NOTE: The accepted answer here: Is there a general solution for the "Spider and the Fly Problem"? in the 3-d case does require looping through unfoldings. The unfoldings are basically spanning trees. But for a given spanning tree, not sure how to get the shortest path without being able to "lay it flat".
Not an answer, just a fleshing-out of my comment that is itself too long for a comment. Making it C-W in the hope of inviting others to contribute.
For simplicity, let's work in the cube $I^{n} = [-1, 1]^{n}$ in Euclidean $n$-dimensional space, whose vertices are $n$-tuples of $1$s and $-1$s. Everything combinatorial below extends with obvious modifications to a general box $$ \prod_{j=1}^{n} [a_{j}, b_{j}] = [-a_{1}, a_{1}] \times [-a_{2}, a_{2}] \times \cdots \times [-a_{n}, a_{n}]. $$
By writing $$ [-1, 1] = \{-1\} \sqcup (-1, 1) \sqcup \{1\} $$ (disjoint union, hence $\sqcup$), we may index the set of all faces by ordered $n$-tuples $(e_{j})_{j=1}^{n}$ in $\{-1, I, 1\}^{n}$. We can usefully encode incidence data by defining $$ \begin{array}{r|rrr} \cap & -1 & I & 1 \\ \hline -1 & -1 & -1 & \varnothing \\ I & -1 & I & 1 \\ 1 & \varnothing & 1 & 1 \\ \end{array} $$ and extending componentwise: $(e_{j}) \cap (e_{j}') = (e_{j} \cap e_{j}')$. An obvious modification defines containment.

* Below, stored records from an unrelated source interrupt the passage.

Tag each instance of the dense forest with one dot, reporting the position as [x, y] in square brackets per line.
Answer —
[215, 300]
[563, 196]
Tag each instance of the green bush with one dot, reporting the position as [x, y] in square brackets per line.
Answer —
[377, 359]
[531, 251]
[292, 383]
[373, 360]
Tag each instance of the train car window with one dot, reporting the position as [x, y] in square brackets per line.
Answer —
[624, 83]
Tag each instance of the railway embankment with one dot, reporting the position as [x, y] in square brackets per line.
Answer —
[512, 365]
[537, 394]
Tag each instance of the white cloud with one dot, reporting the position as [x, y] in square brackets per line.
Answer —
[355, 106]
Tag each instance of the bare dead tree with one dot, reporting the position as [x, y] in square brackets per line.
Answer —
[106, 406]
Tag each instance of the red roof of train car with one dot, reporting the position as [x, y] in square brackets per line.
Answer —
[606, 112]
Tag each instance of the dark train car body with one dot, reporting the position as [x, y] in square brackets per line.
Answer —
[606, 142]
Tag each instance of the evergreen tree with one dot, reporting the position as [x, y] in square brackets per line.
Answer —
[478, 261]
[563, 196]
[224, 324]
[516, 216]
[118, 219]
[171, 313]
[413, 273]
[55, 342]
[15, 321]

The locations of a spider and a fly may be encoded as $n$-tuples $(x_{j})$ of real numbers in $I^{n}$; the smallest-dimensional containing face of each is found by setting each $x_{j}$ with $|x_{j}| < 1$ to $I$. If each lies in the $k$-skeleton (the union of faces of dimension at most $k$), a path from the spider to the fly may be constrained by permitting it to travel only in the $k$ skeleton, or not, as the case may be.

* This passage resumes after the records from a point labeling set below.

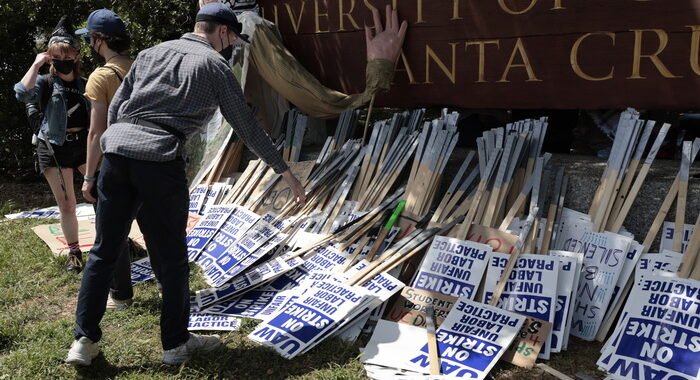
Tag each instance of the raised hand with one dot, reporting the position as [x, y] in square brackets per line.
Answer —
[386, 43]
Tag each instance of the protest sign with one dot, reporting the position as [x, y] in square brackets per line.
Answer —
[409, 307]
[206, 322]
[472, 339]
[669, 233]
[257, 236]
[528, 343]
[452, 267]
[248, 305]
[294, 328]
[253, 278]
[233, 228]
[205, 229]
[569, 269]
[212, 196]
[657, 263]
[531, 288]
[660, 335]
[603, 261]
[197, 197]
[392, 345]
[141, 271]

To finish with a couple of speculative strategies (since OP and others here are more knowledgeable about data structures and algorithms than I):
In any case, a shortest path proceeds monotonically along the displacement vector from the spider to the fly, in the precise sense that if $x(t)$ is a piecewise-$C^{1}$ shortest parametrization starting at the spider $S$ and ending at the fly $F$, then $0 < x'(t) \cdot (F - S)$ for all $t$. That may usefully constrain the types of search needed.